Kilpatrick recalls taking the barbecue trailers to many major motorsports events.

A favorite gig was Route 66 NHRA Nationals hot rod races near Chicago.

“If you’ve never been to those races, it’s one of the craziest, loudest places,” she said. “Their fan base is incredible.”

She recalled “a completely different culture” at the track.

“It’s kind of like money is no object,” she said. “It’s like people are just throwing dollars at race cars. It’s really something to see. It’s so loud, oh my goodness.”

Fortunately, many spent dollars at their trailer.

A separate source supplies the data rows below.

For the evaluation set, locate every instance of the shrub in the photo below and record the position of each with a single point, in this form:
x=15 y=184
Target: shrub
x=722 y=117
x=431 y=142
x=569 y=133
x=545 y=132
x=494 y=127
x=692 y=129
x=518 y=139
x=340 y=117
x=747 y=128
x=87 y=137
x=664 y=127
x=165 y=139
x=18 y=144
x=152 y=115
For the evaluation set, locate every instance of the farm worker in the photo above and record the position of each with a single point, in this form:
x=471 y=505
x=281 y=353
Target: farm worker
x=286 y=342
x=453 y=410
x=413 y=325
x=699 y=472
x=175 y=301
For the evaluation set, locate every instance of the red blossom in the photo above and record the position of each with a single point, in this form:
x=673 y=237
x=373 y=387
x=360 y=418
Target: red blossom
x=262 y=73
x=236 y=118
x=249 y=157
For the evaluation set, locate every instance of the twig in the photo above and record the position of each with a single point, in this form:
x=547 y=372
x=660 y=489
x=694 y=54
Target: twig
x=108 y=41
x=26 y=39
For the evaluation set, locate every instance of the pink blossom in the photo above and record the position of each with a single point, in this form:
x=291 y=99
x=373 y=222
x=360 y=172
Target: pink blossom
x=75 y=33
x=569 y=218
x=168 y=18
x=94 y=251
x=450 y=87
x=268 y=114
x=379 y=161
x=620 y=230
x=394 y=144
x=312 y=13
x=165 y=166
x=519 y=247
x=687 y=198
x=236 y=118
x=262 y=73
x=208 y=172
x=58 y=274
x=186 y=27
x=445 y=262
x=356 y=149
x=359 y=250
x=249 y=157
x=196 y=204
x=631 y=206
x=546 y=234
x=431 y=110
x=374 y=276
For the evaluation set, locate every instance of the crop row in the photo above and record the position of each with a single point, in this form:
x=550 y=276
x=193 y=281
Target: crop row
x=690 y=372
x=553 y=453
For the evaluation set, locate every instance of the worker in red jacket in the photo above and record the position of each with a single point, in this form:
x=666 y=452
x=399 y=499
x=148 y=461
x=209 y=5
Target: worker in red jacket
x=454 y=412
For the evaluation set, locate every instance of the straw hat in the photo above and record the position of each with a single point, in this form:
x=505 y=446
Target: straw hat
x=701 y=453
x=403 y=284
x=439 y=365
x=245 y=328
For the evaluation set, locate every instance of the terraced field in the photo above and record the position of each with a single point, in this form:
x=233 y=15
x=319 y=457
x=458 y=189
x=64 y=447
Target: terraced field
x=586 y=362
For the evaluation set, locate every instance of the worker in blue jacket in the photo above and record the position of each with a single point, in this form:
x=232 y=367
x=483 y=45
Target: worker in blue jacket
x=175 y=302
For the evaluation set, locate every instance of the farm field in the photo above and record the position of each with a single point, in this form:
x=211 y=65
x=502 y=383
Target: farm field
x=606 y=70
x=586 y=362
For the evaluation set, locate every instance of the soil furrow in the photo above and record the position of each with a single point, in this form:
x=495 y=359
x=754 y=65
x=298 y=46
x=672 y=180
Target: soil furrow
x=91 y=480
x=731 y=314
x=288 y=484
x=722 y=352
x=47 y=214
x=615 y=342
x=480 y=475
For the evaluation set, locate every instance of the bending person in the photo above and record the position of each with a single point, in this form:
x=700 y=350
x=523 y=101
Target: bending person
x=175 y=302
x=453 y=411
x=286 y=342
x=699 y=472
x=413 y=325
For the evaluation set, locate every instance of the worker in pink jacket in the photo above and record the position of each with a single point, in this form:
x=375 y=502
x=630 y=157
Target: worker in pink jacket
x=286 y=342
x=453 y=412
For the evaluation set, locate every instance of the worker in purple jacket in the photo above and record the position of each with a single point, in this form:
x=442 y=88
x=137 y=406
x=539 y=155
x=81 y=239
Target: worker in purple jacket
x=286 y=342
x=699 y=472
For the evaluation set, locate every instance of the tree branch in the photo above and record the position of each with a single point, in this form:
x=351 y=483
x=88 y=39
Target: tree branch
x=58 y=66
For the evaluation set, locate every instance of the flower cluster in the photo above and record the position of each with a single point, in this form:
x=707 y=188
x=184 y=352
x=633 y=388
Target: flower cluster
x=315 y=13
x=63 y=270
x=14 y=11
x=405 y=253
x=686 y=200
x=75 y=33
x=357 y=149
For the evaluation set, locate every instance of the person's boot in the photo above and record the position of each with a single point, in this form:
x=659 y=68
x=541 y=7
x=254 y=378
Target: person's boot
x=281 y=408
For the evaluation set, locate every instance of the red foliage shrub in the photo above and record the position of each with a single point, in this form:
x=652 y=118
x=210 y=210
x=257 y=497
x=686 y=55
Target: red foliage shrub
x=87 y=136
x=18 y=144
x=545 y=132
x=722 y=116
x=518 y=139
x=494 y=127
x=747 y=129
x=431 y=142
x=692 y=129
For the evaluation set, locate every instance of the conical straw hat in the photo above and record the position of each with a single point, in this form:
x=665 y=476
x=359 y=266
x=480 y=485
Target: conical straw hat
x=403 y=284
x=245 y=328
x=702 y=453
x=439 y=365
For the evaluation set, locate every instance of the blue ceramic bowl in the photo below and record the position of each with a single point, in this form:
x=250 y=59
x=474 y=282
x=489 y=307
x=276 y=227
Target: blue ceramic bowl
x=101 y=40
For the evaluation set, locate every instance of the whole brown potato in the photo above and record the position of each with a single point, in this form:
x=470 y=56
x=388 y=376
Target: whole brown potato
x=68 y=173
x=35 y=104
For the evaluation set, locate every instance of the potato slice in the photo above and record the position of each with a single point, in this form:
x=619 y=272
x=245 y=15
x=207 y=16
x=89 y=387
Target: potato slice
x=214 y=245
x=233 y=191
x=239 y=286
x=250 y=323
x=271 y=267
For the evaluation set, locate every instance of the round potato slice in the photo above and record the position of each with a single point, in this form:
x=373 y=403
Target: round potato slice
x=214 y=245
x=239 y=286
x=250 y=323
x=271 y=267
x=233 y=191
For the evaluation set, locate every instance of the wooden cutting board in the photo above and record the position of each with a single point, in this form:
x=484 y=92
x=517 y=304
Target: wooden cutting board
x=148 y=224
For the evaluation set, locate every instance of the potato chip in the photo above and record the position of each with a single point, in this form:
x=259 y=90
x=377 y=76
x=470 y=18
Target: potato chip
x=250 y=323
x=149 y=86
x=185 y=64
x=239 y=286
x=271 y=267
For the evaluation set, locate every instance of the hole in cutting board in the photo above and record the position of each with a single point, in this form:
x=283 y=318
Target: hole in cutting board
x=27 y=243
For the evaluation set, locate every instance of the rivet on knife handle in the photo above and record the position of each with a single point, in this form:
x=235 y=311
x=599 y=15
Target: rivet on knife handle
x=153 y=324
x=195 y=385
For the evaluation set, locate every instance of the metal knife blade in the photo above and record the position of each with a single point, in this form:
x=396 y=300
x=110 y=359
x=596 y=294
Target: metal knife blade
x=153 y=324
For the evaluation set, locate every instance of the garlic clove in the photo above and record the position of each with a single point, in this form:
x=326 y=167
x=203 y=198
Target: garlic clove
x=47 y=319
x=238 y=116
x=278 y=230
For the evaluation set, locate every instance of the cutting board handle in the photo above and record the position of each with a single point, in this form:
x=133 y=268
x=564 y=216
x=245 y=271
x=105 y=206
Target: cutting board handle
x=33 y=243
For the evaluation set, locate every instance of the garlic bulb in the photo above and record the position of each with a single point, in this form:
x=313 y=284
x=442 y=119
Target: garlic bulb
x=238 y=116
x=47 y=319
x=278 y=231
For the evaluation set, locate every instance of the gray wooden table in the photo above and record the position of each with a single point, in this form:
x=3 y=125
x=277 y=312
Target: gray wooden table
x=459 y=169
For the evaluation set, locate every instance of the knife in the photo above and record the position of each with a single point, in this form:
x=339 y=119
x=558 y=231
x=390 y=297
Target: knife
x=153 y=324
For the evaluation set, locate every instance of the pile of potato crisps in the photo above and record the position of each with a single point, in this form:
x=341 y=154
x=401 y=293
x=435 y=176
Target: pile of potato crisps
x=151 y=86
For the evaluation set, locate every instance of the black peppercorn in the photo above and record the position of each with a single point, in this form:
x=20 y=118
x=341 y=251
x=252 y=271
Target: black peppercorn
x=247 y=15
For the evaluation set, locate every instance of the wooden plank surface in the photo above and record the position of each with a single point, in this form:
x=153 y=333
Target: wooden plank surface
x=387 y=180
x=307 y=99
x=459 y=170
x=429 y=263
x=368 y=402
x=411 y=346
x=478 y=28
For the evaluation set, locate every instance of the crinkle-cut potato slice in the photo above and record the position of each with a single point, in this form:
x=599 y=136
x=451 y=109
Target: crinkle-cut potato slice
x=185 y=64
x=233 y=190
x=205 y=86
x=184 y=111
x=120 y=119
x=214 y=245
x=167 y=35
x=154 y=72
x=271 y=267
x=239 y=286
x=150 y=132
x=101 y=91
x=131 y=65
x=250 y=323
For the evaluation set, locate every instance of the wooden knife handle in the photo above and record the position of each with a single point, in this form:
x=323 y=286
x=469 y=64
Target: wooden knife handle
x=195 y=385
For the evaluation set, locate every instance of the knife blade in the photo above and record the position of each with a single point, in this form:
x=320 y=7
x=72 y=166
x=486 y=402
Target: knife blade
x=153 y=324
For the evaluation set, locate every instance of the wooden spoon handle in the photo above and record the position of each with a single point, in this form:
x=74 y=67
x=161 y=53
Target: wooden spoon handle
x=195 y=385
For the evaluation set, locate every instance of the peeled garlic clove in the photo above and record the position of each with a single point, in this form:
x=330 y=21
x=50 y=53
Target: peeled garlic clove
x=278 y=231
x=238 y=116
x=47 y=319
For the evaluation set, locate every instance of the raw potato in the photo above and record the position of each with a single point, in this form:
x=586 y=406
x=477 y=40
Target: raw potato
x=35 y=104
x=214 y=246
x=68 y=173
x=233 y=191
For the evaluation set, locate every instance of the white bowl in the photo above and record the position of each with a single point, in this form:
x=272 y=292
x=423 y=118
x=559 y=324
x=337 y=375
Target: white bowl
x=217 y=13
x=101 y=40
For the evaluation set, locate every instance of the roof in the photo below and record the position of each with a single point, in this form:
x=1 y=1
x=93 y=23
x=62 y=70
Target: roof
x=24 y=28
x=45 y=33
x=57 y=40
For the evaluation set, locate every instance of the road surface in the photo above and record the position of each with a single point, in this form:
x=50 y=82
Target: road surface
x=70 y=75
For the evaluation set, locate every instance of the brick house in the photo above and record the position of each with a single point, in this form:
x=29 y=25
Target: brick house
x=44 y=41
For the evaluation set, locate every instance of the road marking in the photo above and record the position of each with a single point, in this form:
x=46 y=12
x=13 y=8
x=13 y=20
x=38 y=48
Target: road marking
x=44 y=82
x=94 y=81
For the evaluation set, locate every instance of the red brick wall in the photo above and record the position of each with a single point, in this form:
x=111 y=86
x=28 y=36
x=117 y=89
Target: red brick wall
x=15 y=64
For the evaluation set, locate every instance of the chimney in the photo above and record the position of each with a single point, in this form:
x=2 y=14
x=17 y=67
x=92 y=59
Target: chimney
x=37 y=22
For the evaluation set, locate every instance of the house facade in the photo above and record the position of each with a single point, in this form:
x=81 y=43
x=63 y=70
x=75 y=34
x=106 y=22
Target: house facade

“We had lines just as far as we could see,” she said.

She appreciated the set times for the races, which meant she could plan for crowds when each race was over.

“That was always fun about those was because there were breaks,” she said. “You knew when you were going to be busy as opposed to not knowing when they were going to hit.”

She also recalled working the 100th running of the Indianapolis 500.

”There was about 395,000 people in line with that outfit, insane amount of people,” she said. “After being with all those people, it’s so nice to be back to wide open spaces.”

Horses soothe

the daily grind

Kilpatrick said time with her horses offers relief at the end of a long day.

“They’re the best listeners,” she said. “Going to the barn is my wind-down time. My favorite smell is the smell of a barn, dirty leather and feed and wood chips.”

She said the everyday busy-ness of the world stops when she’s with the horses.

Kirkpatrick said she goes out to feed the horses every night.

“They each have their own stall,” she said. “Everybody gets their own feed, the fatties versus the needs to be fatter.”

During summer, the horses eat in the pasture.

Their three horses are Ahna, a paint she’s had for five years; Chocolate Chip which her husband has owned for 22 years, and Lucy, who has been in the family for two years.

“And she’s just precious to me, my new baby,” Susannah Kilpatrick said.

“The girls rule the roost,” she said. “Chocolate Chip is the low man on the totem pole. The girls are the first to everything and just push him out of the way when it comes time to eat.”

She said she and her husband try to ride horses once or twice a week when the weather cools down.

“It’s the ultimate relaxation,” she said.

HOW DID YOU COME TO BE AN OKIE FROM MUSKOGEE?

“My parents have both been here a long time. My dad’s gone now, but Mom is still here. My grandparents were both pillars of the community.”

WHAT DO YOU LIKE BEST ABOUT MUSKOGEE?

“It’s just a small town feel. Everybody knows your name. The conveniences. If you like rural living, like I do, this is the perfect place. But, I think you have to go back to the people.”

WHAT WOULD MAKE MUSKOGEE A BETTER PLACE TO LIVE?

“It’s all about pride and responsibility, everybody’s got to take care of their little piece of the pie. We have a great place. We just need to be proud of it.”

WHAT PERSON IN MUSKOGEE DO YOU ADMIRE MOST?

“It would have to be my grandfather, Nolen Denton. He always taught me to put others first. His faith and good deeds are still talked about today; he’s been gone 20 years. Someone the other day told me about the impact he made, his legacy.

WHAT IS THE MOST MEMORABLE THING TO HAPPEN TO YOU IN MUSKOGEE?

“That’s hard to say since all of my joys and heartbreaks have all happened here. I don’t know if I can put just one. We’ve always been here. Everything’s memorable.

WHAT DO YOU DO IN YOUR SPARE TIME?

“I love to ride horses. This year, we started closing on Mondays, and we don’t know what to do with ourselves because we’ve always worked seven days a week, so we’re enjoying fishing.

HOW WOULD YOU SUM UP MUSKOGEE IN 25 WORDS OR LESS?

“Muskogee is what you make it. If you get plugged in with the right people and the right community, it can be a wonderful place to live.”

AGE: 44.

HOMETOWN: Muskogee.

EDUCATION: Harris-Jobe Elementary School; West Junior High; Muskogee High School, class of 1997; degree in elementary education, Northeastern State University.

PROFESSION: Restaurant owner.

FAMILY: Husband, Darren; son, Wyatt; three stepchildren, Suzie, D.J. and Parker.

CHURCH: First Baptist Church.

HOBBIES: Three horses, working out, running, fishing, traveling.